Most Puerto Ricans and other Hispanics in Central Florida are too bogged down with everyday responsibilities to care about redistricting, he said.
"I don't think everyday Puerto Ricans that live in Orange and Osceola counties are going to be heartbroken that Darren Soto has to go into the private sector," Bonilla said.
At the Capitol, protesters carried placards supporting Fair Districts Amendments, which voters approved in 2010, and denouncing the governor's scheme as a bad faith gerrymandering scheme that only benefitted his and other Republican leaders' ambitions.
"Imagine your map being twisted into strange shapes… and you're a young mother concerned about affordable housing and your seat is lost in the shuffle," said Carla Rivera, a registered voter from District 9 and policy director for Alianza for Progress, an advocacy community for Puerto Ricans and Hispanics. "I am young.

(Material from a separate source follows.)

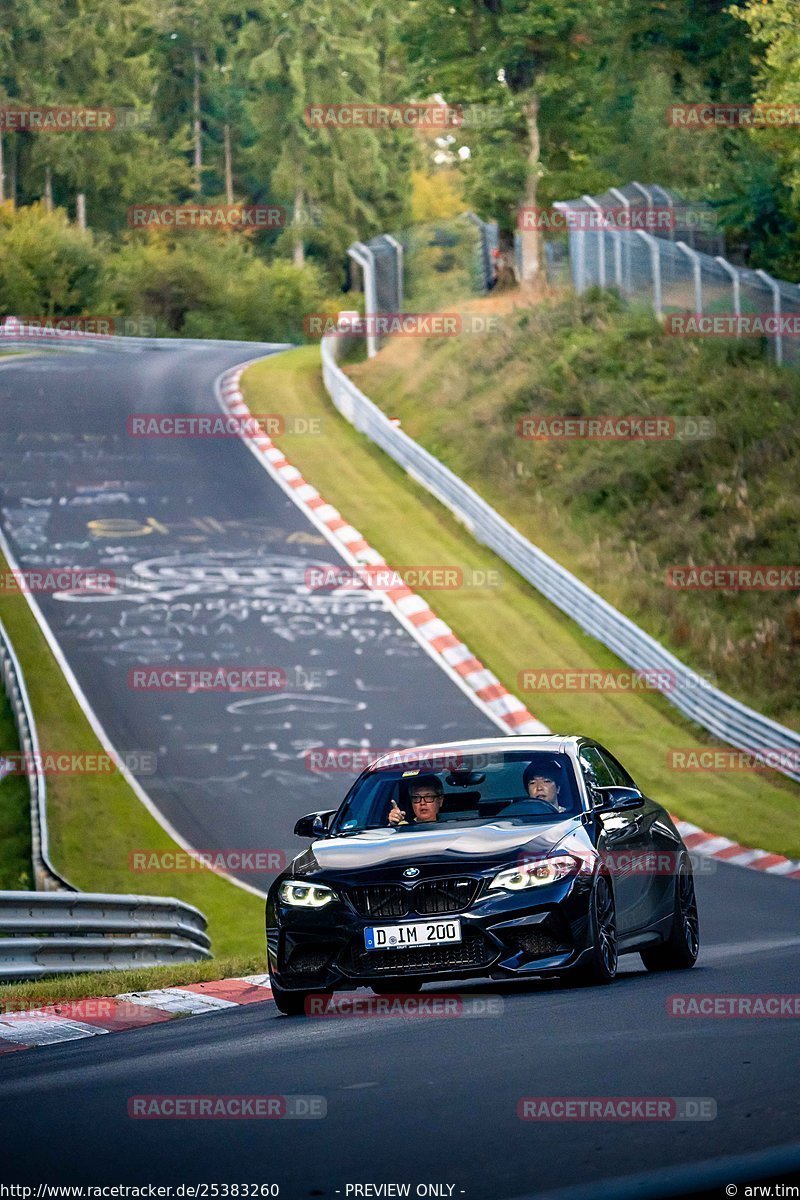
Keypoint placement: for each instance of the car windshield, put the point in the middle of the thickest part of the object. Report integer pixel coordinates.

I am Hispanic. And I feel my vote is not being counted."
DeSantis called a special session in January, after Texas and other states already went through a similar process – and moved the session back a week from April 20 to this Tuesday after Virginia voters approved a map that added four Democratic seats to their congressional delegation.
The governor's justification for redistricting is that Florida's population has grown dramatically since the last congressional map was adopted in 2022, along with a huge shift in voter registration that gave Republicans a 1.5 million vote edge over Democrats.

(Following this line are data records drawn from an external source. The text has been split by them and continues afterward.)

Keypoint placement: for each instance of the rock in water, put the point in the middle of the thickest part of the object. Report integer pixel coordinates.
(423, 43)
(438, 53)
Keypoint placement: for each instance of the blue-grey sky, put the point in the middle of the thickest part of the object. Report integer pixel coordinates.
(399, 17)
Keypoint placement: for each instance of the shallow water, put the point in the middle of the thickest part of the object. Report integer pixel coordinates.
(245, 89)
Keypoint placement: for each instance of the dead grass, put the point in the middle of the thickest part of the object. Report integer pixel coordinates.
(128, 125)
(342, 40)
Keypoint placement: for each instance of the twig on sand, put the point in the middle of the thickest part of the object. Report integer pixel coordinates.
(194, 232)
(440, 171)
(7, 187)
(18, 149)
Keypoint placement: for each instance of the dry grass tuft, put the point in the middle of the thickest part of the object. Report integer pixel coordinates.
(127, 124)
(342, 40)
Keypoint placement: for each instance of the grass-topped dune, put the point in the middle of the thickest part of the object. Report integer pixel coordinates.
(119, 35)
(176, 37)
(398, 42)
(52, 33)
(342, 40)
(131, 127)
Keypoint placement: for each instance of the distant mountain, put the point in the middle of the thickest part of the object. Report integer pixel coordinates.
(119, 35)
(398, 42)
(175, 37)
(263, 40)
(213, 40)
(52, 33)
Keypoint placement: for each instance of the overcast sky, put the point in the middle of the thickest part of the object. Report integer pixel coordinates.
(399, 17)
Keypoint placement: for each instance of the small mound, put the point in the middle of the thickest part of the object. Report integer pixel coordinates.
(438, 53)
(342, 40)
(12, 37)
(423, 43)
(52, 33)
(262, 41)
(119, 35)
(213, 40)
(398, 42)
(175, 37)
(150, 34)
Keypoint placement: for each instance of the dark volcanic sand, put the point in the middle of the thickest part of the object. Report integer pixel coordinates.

Democrats and voting rights groups have already drafted lawsuits to challenge the new map, if adopted by the Legislature this week. They called the rare, mid-decade redistricting unconstitutional, especially because Fair Districts specifically prohibits partisan gerrymandering.
"You should not be drawing maps to favor one political party or incumbents, so it is on that belief that we hope the courts will intervene when the time is appropriate," Robinson said.

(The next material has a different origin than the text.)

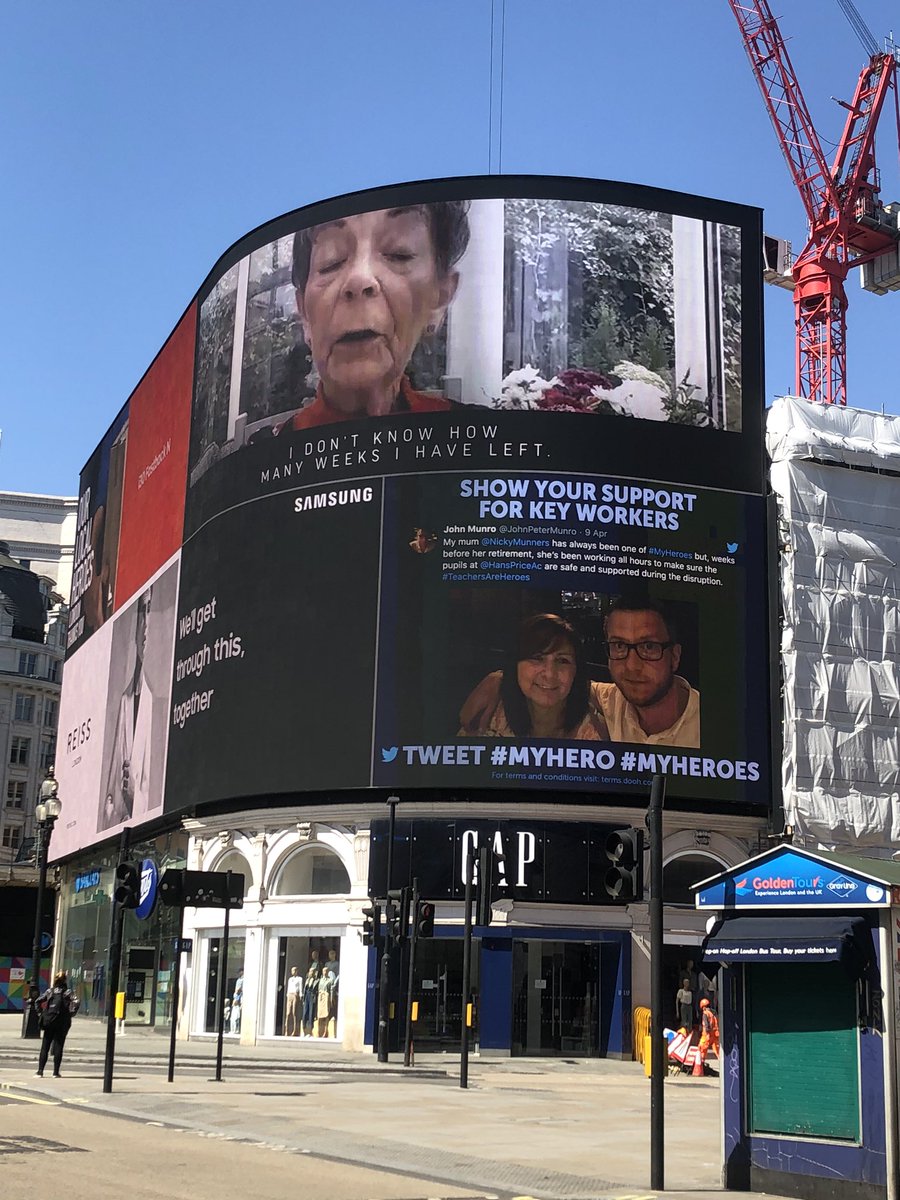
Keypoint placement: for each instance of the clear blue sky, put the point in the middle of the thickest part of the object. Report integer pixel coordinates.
(138, 141)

Isbell said the elimination of the Hispanic-majority district could be the largest legal stumbling block for DeSantis because his map splits or "cracks" the Hispanic voting bloc in Osceola County.
"These Hispanic voters are heavily Puerto Rican and and lean more Democratic" and have become a major swing group in recent elections, Isbell said.
And right now, he said, said that district is still protected by the federal Voting Rights Act. "And even if the U.S. Supreme Court strikes down the Voting Rights Act protections, the Florida Fair Districts amendment still applies."
Florida gained two Hispanic-majority seats in the 1990s, then picked up a third in the 2000s, he said - all Miami-area districts with heavily Cuban-American and Central American neighborhoods. It gained a fourth in 2016 when Soto was elected.
"Now we're going backward," Isbell said.
The state's Fair Districts Amendments ban drawing districts that favor one party or incumbent or one that diminishes the ability of minorities to elect the candidates of their choice. They also require districts to be contiguous, compact, follow existing political and geographic boundaries as much as possible, and be relatively equal in population.
DeSantis' office said it did not consider Fair Districts because it views it as wrongly requiring race-based decisions.
"And because race was never considered, the map also makes no attempt to adhere to the race-based requirements of the FDA," the memo said.
A staff analyst and attorney for DeSantis told a House committee Tuesday that they considered race in the 2022 redrawing of the congressional map, but did not take race into consideration this time.